Lula, Raquel Lyra, João Campos e outras autoridades lamentam falecimento de Waldemar Borges

Waldemar Borges faleceu aos 67 anos após lutar contra um câncer. Diversos políticos de diferentes lados da disputa estadual lamentaram a morte do deputado

Cynara Maíra

por Cynara Maíra

Publicado em 06/07/2026, às 07h32 - Atualizado às 08h09

Deputado Waldemar Borges, na Alepe
Waldemar Borges faleceu no sábado (04) - Divulgação

Após a notícia do falecimento do deputado estadual Waldemar Borges (PSB) no sábado (04), autoridades vinculadas a Pernambuco lamentaram o falecimento do político, que morreu após lutar contra um câncer. O parlamentar estava internado na Unidade de Terapia Intensiva (UTI) do Hospital Memorial Star, no Recife, lidando com uma neoplasia no fígado.

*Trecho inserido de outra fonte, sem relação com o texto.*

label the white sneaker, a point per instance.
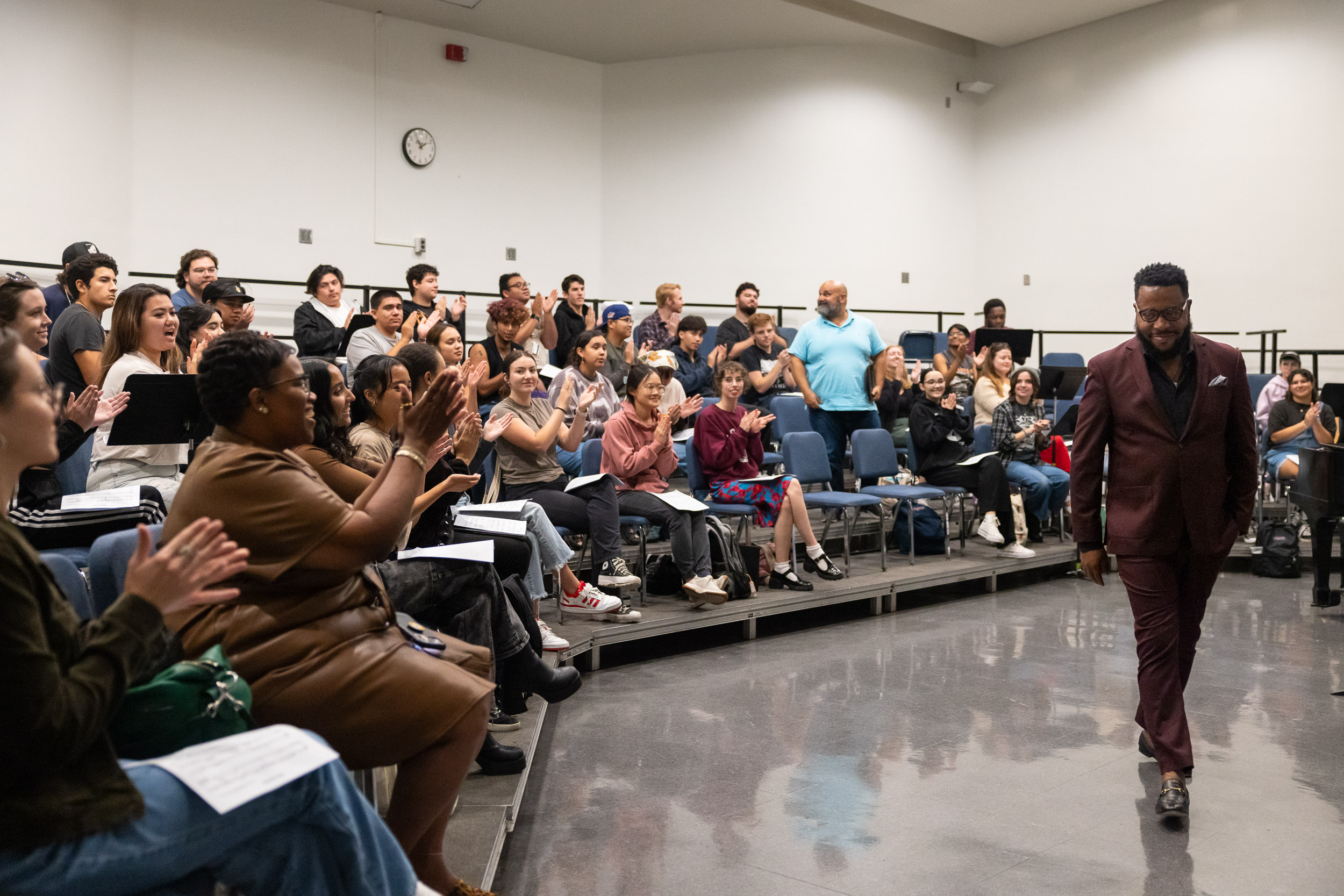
(552, 641)
(589, 601)
(990, 532)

Entre os lamentos, o presidente Lula (PT) publicou uma mensagem manifestando seus sentimentos e definiu o socialista como "uma das principais lideranças do PSB em Pernambuco e grande defensor da democracia". A Presidência da República também encaminhou uma coroa de flores em homenagem ao deputado

De lados opostos na disputa estadual, a governadora Raquel Lyra (PSD) também emitiu nota de pesar em que destacou o período em que dividiram plenário na Assembleia Legislativa de Pernambuco (Alepe) e pontuou que ambos tiveram "um convívio marcado pelo respeito e amor a Pernambuco".

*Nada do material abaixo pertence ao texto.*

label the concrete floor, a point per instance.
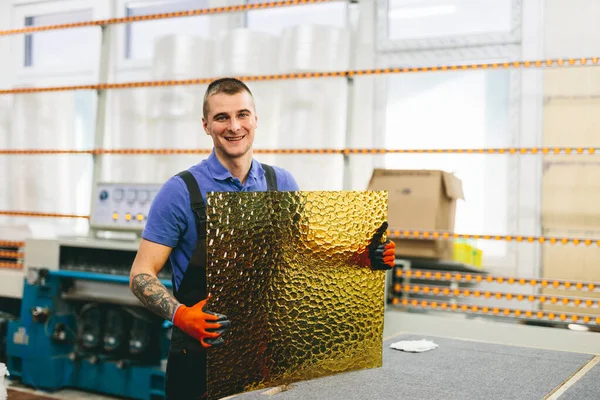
(456, 326)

O prefeito do Recife, Victor Marques (PCdoB), classificou o falecimento como "uma grande perda para as causas populares e para a política feita com diálogo e responsabilidade". 

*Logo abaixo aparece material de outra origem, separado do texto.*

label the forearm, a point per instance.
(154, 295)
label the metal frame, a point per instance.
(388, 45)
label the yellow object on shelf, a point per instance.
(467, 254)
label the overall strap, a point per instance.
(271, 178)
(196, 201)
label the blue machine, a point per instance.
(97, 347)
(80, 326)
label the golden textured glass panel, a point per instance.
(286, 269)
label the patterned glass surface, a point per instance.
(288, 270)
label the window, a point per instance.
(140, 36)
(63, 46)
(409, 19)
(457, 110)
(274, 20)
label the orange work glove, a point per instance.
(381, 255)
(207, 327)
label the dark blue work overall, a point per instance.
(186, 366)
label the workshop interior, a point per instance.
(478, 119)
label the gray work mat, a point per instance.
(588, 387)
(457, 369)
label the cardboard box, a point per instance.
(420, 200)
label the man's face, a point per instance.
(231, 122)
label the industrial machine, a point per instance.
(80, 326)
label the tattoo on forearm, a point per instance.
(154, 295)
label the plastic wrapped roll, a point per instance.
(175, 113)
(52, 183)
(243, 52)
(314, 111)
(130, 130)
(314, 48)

Ex-prefeito do Recife, pré-candidato ao Governo de Pernambuco e presidente nacional do PSB, João Campos, relembrou a proximidade do parlamentar com o seu pai, Eduardo Campos, e afirmou que Waldemar "honrou a política com seriedade, ética e espírito público". O deputado estadual esteve grande parte da trajetória política no PSB até 2025, quando foi brevemente ao MDB em meio a uma manobra política. Borges retornou para base socialista logo no início de 2026

Presidente estadual do PSB e colega do socialista na Alepe, Sileno Guedes realçou sua "reconhecida capacidade de diálogo". A ministra da Ciência, Tecnologia e Inovação, Luciana Santos, esposa do deputado, declarou que ele lutou bravamente e que "sua história e seu legado permanecem vivos". Veja declaração de Luciana para o marido: 

O velório do socialista ocorreu no domingo (05) no hall do edifício Governador Miguel Arraes de Alencar, na sede da Assembleia Legislativa. O sepultamento aconteceu no Cemitério Morada da Paz, em Paulista. A Alepe decretou luto oficial por cinco dias, conforme estabelece o Ato nº 1.246/2026. O Governo de Pernambuco e a Câmara Municipal do Recife também oficializaram três dias de luto em reconhecimento à atuação do parlamentar.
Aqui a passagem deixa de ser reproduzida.